Workflow management sessions in OOD

We have a number of users of workflow managers such as nextflow, and in principle other similar tools thata want to have long-term continuous presence on the cluster to submit and manage workflows.

NERSC has a really nice page that covers workflow managers in general and gives various commentary and tips. They also have a page on nextflow linked there that mentions some settings users can use to avoid overwhelming the scheduler. They also offer access to what they call “workflow nodes” that appear to be older nodes in the cluster that they have dedicated to such tasks.

https://docs.nersc.gov/jobs/workflow-tools/
https://docs.nersc.gov/jobs/workflow/nextflow/

I am curious to know whether anyone has created OOD modules to support any workflow managers, and Pegasys and Nextflow in particular. Are there ways to set up such “workflow management” sessions for long-term use with OOD, perhaps using tools like screen to manage disconnections and reconnections? Any thoughts on this topic?

Stepping over to here from twitter.

I lead the NERSC working group that studies workflow management tool usage on our systems, and I wrote that bit of documentation about Nextflow use on Cori.

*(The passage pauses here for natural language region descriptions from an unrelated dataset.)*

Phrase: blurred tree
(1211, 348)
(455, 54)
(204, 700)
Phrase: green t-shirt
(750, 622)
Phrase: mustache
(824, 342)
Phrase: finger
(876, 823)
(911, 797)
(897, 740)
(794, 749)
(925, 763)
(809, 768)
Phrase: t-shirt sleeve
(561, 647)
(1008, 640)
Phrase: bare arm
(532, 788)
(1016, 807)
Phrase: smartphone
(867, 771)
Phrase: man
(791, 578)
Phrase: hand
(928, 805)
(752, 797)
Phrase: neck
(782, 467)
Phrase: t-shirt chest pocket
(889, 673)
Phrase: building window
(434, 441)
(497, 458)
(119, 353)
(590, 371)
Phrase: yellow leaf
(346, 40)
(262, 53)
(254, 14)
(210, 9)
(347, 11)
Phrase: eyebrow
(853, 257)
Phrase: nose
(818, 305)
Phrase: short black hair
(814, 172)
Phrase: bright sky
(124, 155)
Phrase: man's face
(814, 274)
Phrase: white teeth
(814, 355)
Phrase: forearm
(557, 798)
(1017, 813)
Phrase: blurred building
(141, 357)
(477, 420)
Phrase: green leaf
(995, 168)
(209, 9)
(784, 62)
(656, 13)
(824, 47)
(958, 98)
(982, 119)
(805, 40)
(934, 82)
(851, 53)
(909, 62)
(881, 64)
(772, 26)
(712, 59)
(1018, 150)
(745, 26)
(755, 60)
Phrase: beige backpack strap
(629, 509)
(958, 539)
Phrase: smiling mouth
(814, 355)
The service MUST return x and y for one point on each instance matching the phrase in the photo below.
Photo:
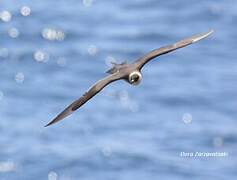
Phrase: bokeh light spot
(5, 16)
(13, 33)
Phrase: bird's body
(128, 72)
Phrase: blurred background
(52, 51)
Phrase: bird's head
(135, 78)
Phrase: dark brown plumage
(129, 72)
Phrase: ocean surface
(52, 51)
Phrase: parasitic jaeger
(128, 72)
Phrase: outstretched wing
(97, 87)
(166, 49)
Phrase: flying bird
(128, 72)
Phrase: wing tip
(202, 36)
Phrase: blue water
(186, 102)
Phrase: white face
(135, 78)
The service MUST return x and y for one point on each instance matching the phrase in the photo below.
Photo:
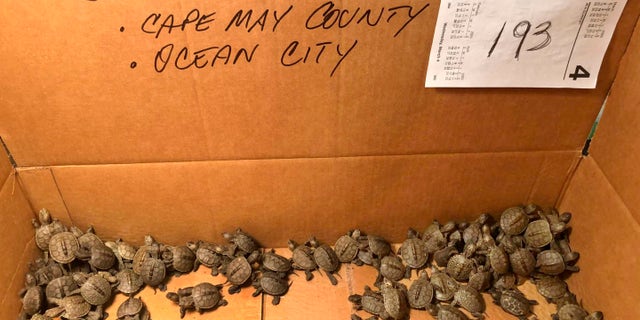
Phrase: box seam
(301, 158)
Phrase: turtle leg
(333, 279)
(309, 275)
(234, 289)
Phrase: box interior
(98, 143)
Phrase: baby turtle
(243, 241)
(71, 307)
(207, 296)
(326, 259)
(459, 267)
(101, 257)
(522, 262)
(371, 302)
(46, 227)
(33, 296)
(514, 302)
(480, 279)
(131, 308)
(63, 247)
(272, 283)
(183, 259)
(514, 221)
(471, 300)
(395, 300)
(95, 289)
(538, 234)
(207, 255)
(413, 252)
(153, 272)
(444, 286)
(392, 268)
(552, 288)
(274, 262)
(129, 282)
(302, 258)
(183, 298)
(447, 312)
(238, 272)
(420, 292)
(60, 287)
(346, 247)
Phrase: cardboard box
(316, 147)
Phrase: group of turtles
(79, 272)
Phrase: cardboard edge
(41, 190)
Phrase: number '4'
(580, 72)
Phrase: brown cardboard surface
(616, 146)
(16, 232)
(70, 96)
(606, 235)
(40, 188)
(385, 195)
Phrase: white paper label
(521, 43)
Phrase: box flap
(616, 145)
(71, 96)
(380, 194)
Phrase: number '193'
(521, 30)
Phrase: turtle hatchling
(238, 271)
(413, 252)
(302, 258)
(514, 221)
(326, 259)
(420, 292)
(470, 299)
(272, 283)
(514, 302)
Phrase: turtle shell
(522, 262)
(183, 259)
(60, 287)
(447, 312)
(538, 234)
(514, 221)
(420, 292)
(414, 253)
(33, 300)
(346, 248)
(550, 262)
(499, 260)
(206, 295)
(153, 271)
(372, 302)
(459, 267)
(96, 290)
(75, 307)
(46, 231)
(470, 299)
(63, 247)
(130, 307)
(392, 268)
(102, 257)
(129, 281)
(275, 262)
(551, 287)
(273, 284)
(238, 271)
(515, 303)
(326, 258)
(302, 257)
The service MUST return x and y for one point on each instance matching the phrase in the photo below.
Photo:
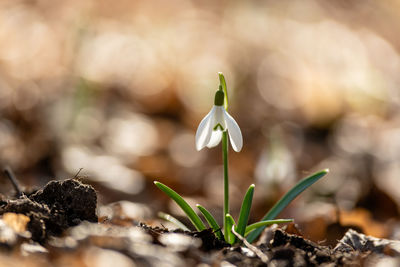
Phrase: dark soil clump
(59, 205)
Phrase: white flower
(209, 132)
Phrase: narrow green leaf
(173, 220)
(193, 217)
(211, 221)
(222, 83)
(230, 237)
(286, 199)
(256, 225)
(245, 211)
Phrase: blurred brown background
(118, 89)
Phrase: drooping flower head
(209, 132)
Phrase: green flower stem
(230, 237)
(286, 199)
(226, 181)
(194, 218)
(222, 83)
(245, 211)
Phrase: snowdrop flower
(209, 132)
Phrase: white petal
(219, 117)
(216, 137)
(203, 133)
(235, 135)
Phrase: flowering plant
(215, 127)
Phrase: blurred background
(118, 89)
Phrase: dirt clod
(59, 205)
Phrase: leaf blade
(286, 199)
(256, 225)
(245, 211)
(193, 217)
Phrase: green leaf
(230, 237)
(173, 220)
(193, 217)
(211, 221)
(286, 199)
(222, 83)
(256, 225)
(245, 211)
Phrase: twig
(11, 176)
(76, 175)
(264, 258)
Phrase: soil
(58, 224)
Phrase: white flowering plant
(215, 127)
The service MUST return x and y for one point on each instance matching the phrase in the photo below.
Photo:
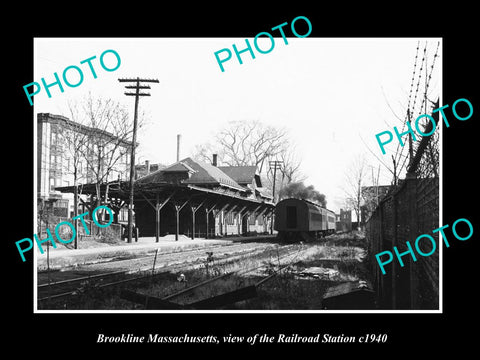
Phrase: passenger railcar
(302, 219)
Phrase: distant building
(371, 197)
(54, 161)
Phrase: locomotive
(299, 219)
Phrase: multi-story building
(62, 144)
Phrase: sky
(332, 95)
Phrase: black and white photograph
(248, 184)
(259, 187)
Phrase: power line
(137, 95)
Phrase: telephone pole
(137, 95)
(275, 164)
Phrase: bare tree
(107, 133)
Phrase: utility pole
(137, 95)
(275, 164)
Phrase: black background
(408, 334)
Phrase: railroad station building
(191, 198)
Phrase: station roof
(196, 173)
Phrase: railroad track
(183, 298)
(56, 289)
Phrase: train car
(297, 219)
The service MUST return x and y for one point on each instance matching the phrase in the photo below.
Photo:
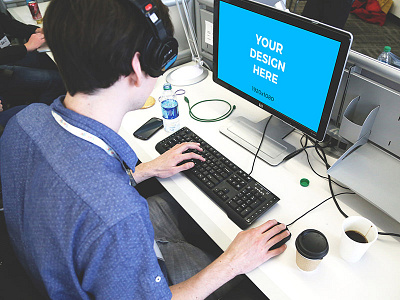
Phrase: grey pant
(184, 246)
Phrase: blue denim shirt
(78, 227)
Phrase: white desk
(375, 276)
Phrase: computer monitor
(283, 63)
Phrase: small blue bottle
(169, 109)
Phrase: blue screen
(280, 65)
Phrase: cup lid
(312, 244)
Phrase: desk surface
(374, 276)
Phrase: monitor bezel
(345, 39)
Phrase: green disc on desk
(304, 182)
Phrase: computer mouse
(283, 241)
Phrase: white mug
(350, 250)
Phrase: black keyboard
(242, 198)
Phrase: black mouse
(283, 241)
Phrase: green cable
(224, 116)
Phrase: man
(25, 74)
(77, 225)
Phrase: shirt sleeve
(11, 54)
(15, 28)
(122, 264)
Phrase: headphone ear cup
(158, 55)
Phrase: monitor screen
(286, 64)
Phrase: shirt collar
(109, 136)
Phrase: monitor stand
(248, 135)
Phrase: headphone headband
(161, 49)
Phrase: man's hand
(250, 248)
(35, 41)
(166, 165)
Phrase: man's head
(94, 41)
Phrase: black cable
(344, 193)
(315, 172)
(333, 195)
(259, 147)
(224, 116)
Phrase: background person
(25, 74)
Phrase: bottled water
(169, 109)
(385, 56)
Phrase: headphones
(161, 49)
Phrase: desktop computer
(283, 63)
(289, 66)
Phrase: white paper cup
(312, 246)
(350, 250)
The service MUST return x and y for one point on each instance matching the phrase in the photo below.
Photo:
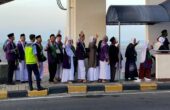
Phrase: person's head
(22, 37)
(105, 39)
(69, 42)
(11, 37)
(164, 33)
(93, 39)
(113, 40)
(82, 36)
(32, 38)
(59, 37)
(133, 41)
(39, 39)
(52, 38)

The whole area is challenging. There are hundreds of tools available so choice overload happens. Many tools make assumptions about the environment or resource access that may not be available on an HPC system.

Starting with a green field, I would never suggest someone planning to run at scale on our HPC use nextflow, but I also recognize that users come in with existing pipelines, their people have existing tool experience, rewriting that software is expensive, and doing the hacking to make a sub-optimal combination work could be the best outcome.